Le rapport de la Cour des comptes sur l’état des finances nationales a donné lieu à des réformes fiscales profondes. S’il n’y a aucun doute sur l’impact de ces réformes sur le PIB et la croissance, de nombreuses questions se posent notamment sur l’impact sur les entreprises et les ménages. A ce sujet, l’Observatoire Français des Conjonctures Economiques a mis le doigt sur les conséquences lourdes de ce recul massif de dépenses publiques qui se résument à la création de lourdes inégalités sociales.

Une série de réformes non pas sans conséquence

C’est à quatre économistes de l’OFCE que nous devons l’étude qui a été réalisée sur l’impact des mesures fiscales et budgétaires annoncées et envisagées par le gouvernement français.

Selon l’étude qui a été publiée le 12 juillet 2017 après le discours de politique générale du Premier Ministre Édouard Philippe, certaines réformes fiscales auront des conséquences redistributives sur la croissance en général, mais également sur les ménages et les entreprises.
Parmi celles-ci, figure :

  • La réforme de l’ISF
  • Le CICE
  • La baisse du taux de l’impôt sur les sociétés
  • La hausse du taux de CSG
  • La réforme de la fiscalité du diesel, ou encore
  • La suppression de la taxe d’habitation

Le plan économique du gouvernement vise à faire une économie de 60 milliards d’euros sur une période de 5 ans.

L’impact des réformes sur les entreprises

La baisse du taux de l’impôt sur les sociétés crée davantage de polémique. Estimée à 25% d’ici à 5 ans, elle créerait un manque à gagner de 11 milliards d’euros à l’État. La tactique consisterait à provoquer une transformation du CICE en baisse de cotisation et par ricochet une augmentation de l’assiette fiscale soumise à l’impôt sur les sociétés.
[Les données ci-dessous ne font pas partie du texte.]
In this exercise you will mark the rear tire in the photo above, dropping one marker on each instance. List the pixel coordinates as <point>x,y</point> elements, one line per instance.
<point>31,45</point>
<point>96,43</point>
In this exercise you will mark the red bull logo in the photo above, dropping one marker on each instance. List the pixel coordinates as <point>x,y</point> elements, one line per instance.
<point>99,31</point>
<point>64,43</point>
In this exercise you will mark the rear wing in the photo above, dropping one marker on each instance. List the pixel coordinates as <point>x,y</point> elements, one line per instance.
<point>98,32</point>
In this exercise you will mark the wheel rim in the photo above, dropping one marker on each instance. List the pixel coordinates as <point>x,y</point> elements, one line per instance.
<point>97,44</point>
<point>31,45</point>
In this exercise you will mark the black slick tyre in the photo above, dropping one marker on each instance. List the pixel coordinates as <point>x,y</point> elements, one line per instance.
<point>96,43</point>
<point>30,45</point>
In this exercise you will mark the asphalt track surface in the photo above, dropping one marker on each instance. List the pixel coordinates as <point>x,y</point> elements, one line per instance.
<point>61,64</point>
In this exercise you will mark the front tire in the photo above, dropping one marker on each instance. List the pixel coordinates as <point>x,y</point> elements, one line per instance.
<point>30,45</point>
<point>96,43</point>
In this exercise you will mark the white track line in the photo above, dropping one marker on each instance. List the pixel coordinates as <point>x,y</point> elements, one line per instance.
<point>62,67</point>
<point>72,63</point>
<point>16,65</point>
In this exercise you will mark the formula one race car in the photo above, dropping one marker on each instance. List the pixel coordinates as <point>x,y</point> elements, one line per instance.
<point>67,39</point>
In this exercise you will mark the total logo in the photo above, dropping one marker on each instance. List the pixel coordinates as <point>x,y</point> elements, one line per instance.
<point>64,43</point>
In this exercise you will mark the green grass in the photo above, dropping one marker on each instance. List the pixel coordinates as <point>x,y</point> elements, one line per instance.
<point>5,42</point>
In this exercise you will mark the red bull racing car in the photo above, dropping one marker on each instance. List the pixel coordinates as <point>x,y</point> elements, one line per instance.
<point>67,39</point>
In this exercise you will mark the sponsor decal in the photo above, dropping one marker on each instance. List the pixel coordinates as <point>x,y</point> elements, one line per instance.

En tout, cette fiscalité d’entreprise entrainera une baisse du prélèvement de 0,3 point de PIB en 2018 pour atteindre 0,5 point de PIB en 2022, avec une année exceptionnelle en 2019 où les prélèvements obligatoires sur les entreprises baisseraient de 1,1 point de PIB.

L’impact sur les ménages

La réforme du CICE (fiscalité du capital) en particulier touche directement l’égalisation de la fiscalité du capital à celle du travail.
En effet, il est prévu que l’impôt sur la fortune soit transformé en impôt sur la fortune immobilière, d’après le portail ILV-EDITION. D’autre part l’impôt sur la taxation mobilière sera retiré de l’impôt sur le revenu et un prélèvement forfaitaire unique de 30% sur les revenus mobiliers remplacerait les prélèvements actuels sur le revenu. Associée à la hausse du taux de la contribution sociale généralisée, ces réformes contribuent à relever le niveau de vie des ménages aisés et à renforcer l’inégalité. Une perte de pouvoir d’achat de l’ordre de 375 euros par an sur onze millions de ménages est envisageable et se renforcerait selon le niveau de revenus de chaque ménage.